Preservatives are intended to offer further protection against environmental microbial contaminants. However, as they are relatively non-specific in their reactivity, it is difficult to calculate with any certainty what proportion of preservative added to all but the simplest medicine will be available for inactivating such contamination. Laboratory tests have been devised to challenge the product with an artificial bioburden. Such tests should form part of formulation development and stability trials to ensure that suitable activity is likely to remain throughout the life of the product. They are not normally used in routine manufacturing QC.

 

Some ‘preservative challenge tests’ (preservative efficacy tests) add relatively large inocula of various laboratory cultures to aliquots of the product and determine their rate of inactivation by viable counting methods (single challenge tests), while others reinoculate repeatedly at set intervals, monitoring the efficiency of inactivation until the system fails (multiple challenge test).
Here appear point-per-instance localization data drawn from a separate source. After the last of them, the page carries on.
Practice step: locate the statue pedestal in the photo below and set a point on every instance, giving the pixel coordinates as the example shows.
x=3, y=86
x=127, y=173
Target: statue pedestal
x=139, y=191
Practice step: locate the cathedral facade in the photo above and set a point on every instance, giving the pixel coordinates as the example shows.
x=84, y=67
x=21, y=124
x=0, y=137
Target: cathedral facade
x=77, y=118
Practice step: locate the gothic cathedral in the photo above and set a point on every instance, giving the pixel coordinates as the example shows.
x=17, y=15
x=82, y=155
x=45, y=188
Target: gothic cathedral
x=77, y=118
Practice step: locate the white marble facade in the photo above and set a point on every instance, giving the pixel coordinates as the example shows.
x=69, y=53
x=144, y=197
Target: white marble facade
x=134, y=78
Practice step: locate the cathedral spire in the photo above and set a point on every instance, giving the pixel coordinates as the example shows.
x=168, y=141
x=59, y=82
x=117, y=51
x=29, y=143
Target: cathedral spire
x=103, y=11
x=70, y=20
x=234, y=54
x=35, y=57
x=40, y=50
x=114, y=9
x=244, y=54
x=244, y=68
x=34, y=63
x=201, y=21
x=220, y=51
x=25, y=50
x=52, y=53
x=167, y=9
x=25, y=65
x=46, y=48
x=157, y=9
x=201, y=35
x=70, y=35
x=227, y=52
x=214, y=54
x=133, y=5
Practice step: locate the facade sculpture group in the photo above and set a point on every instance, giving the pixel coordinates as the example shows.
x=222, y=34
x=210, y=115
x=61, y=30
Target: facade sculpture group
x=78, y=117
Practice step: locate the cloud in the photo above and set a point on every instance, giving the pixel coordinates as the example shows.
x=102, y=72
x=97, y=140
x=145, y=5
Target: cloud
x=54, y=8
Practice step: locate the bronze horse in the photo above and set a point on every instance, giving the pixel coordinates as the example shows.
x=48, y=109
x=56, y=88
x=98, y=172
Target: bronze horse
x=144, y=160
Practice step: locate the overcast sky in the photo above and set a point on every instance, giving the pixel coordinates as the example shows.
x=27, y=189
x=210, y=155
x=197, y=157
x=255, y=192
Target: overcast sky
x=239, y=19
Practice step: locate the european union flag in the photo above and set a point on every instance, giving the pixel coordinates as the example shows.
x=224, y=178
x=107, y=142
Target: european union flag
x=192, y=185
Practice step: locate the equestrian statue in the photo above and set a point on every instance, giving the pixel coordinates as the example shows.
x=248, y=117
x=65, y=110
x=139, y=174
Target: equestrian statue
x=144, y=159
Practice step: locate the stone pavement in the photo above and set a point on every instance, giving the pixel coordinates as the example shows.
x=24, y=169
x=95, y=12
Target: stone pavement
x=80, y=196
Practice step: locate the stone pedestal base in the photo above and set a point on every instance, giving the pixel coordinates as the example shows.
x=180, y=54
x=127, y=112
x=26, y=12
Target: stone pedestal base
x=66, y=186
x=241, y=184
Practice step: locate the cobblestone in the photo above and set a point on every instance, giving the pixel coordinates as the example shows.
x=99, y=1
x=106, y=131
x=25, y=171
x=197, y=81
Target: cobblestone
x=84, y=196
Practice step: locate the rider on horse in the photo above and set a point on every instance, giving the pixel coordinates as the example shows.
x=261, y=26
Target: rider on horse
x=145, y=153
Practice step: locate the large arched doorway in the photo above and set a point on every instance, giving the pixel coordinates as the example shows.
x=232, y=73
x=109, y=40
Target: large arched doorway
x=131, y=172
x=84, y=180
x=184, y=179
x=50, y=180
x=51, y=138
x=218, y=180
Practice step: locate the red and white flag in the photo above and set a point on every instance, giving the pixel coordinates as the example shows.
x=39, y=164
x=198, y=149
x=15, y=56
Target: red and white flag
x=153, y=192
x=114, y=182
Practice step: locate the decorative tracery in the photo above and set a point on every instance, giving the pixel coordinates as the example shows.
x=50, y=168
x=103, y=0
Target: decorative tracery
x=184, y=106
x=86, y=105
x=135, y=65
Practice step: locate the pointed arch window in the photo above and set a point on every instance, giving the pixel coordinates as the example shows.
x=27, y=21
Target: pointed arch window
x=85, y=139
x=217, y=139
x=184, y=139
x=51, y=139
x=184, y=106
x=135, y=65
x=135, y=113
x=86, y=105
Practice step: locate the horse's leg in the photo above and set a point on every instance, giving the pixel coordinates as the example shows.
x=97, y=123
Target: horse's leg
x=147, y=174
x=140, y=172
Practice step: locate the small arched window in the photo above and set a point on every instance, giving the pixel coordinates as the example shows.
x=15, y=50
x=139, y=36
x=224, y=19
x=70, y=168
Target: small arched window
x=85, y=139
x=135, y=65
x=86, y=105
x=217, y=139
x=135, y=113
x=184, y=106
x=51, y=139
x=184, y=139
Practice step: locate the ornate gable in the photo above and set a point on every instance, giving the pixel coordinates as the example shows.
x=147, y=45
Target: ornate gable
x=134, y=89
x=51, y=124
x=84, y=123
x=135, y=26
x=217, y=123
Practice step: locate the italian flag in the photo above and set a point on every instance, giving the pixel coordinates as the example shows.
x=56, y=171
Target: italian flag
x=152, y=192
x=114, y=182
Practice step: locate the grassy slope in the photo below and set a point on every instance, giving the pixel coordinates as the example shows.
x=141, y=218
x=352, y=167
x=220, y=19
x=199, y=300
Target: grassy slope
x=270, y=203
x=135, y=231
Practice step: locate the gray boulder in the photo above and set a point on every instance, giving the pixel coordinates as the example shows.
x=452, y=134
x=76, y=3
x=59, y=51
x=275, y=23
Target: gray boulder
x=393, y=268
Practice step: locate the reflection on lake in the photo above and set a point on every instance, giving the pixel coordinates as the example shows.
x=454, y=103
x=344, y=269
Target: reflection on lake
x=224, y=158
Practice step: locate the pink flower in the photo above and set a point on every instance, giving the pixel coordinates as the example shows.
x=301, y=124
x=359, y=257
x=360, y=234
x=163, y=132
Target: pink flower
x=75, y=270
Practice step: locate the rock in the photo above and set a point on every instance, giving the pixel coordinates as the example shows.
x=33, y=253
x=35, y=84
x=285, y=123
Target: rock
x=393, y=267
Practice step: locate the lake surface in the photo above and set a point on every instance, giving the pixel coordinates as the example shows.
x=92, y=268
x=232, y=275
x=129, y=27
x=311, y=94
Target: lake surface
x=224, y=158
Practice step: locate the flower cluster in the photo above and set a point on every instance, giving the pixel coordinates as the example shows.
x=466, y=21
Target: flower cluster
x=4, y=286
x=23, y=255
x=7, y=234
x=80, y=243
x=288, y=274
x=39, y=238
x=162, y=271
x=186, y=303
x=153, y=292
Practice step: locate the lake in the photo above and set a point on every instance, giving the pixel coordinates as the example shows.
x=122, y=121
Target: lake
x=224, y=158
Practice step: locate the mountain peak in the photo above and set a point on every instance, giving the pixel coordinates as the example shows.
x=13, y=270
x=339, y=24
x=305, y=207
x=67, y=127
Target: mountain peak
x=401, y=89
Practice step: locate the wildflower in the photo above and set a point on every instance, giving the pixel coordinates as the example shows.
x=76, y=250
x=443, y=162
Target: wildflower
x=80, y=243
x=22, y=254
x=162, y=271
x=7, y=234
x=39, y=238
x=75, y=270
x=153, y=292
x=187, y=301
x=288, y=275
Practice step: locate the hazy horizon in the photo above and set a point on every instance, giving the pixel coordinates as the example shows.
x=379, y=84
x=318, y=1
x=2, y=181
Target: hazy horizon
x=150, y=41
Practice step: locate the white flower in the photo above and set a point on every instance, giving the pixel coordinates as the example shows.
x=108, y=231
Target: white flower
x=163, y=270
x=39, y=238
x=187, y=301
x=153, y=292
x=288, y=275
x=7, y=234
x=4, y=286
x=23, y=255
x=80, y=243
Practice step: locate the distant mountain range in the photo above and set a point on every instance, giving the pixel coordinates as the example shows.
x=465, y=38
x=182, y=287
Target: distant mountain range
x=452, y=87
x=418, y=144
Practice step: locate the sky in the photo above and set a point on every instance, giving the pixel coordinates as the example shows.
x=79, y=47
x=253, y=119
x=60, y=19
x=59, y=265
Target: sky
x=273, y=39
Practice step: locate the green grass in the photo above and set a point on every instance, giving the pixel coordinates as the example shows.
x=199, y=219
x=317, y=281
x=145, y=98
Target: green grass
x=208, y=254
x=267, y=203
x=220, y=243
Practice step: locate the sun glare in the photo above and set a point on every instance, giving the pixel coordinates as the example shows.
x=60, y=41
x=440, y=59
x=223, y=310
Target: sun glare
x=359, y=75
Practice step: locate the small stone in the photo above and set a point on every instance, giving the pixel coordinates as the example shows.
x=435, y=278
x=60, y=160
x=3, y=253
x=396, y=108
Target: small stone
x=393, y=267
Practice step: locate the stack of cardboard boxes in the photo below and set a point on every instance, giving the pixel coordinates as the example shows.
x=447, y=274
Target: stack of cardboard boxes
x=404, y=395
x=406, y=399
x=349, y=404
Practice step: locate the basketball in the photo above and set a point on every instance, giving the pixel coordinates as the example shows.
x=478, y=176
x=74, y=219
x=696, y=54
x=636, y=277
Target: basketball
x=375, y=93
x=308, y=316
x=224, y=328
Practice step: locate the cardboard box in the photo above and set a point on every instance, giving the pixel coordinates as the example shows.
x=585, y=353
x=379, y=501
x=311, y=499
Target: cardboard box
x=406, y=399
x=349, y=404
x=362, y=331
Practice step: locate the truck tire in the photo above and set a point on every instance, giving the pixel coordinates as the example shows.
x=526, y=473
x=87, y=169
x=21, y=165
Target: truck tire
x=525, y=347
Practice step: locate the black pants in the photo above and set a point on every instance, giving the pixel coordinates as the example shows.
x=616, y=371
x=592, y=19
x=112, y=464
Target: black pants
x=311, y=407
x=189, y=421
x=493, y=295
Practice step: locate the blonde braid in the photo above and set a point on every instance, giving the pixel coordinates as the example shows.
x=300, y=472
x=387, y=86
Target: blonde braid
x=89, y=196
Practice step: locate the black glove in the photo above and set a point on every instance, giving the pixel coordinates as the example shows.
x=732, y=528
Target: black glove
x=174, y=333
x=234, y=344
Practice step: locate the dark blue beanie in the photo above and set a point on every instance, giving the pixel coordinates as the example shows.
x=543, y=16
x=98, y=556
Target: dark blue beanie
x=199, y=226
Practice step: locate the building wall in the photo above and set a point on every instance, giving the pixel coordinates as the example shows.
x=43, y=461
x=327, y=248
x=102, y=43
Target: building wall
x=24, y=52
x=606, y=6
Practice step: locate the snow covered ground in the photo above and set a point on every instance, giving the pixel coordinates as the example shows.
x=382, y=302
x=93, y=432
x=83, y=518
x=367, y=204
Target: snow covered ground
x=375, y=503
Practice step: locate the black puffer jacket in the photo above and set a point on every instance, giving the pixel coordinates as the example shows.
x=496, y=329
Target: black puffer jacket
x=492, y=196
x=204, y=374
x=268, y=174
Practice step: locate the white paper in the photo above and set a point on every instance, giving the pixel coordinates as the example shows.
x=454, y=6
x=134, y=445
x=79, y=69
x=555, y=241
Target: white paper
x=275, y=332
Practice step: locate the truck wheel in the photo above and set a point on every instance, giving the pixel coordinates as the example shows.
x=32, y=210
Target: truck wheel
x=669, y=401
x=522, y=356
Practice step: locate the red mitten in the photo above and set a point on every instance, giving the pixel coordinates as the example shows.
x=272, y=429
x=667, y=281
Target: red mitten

This latter technique may give a better estimate of the preservative capacity of the system than the single challenge approach, but is both time-consuming and expensive. Problems arise when deciding whether the observed performance in such tests gives reliable predictions of real in-use efficacy. Although test organisms should bear some similarity in type and spoilage potential to those met in use, it is known that repeated cultivation on conventional microbiological media (nutrient agar, etc.) frequently results in reduced virulence of strains. Attempts to maintain spoilage activity by inclusion of formulation ingredients in culture media give varied results. Some manufacturers have been able to maintain active spoilage strains by cultivation in unpreserved, or diluted aliquots, of formulations.

 

The British Pharmacopoeia and the European Pharmacopoeia describe a single challenge preservative test that routinely uses four test organisms (two bacteria, a yeast and a mould), none of which has any significant history of spoilage potential and which are cultivated on conventional media. However, extension of the basic test is recommended in some situations, such as the inclusion of an osmotolerant yeast if it is thought such in-use spoilage might be a problem. Despite its accepted limitations and the cautious indications given as to what the tests might suggest about a formulation, the test does provide some basic, but useful indicators of likely in-use stability. UK product licence applications for preserved medicines must demonstrate that the formulation at least meets the preservative efficacy criteria of the British Pharmacopoeia or a similar test.

 

The concept of the D-value as used in sterilization technology  has been applied to the interpretation of challenge testing. Expression of the rate of microbial inactivation in a preserved system in terms of a D-value enables estimation of the nominal time to achieve a prescribed proportionate level of kill. Problems arise, however, when trying to predict the behaviour of very low levels of survivors, and the method has its critics as well as its advocates.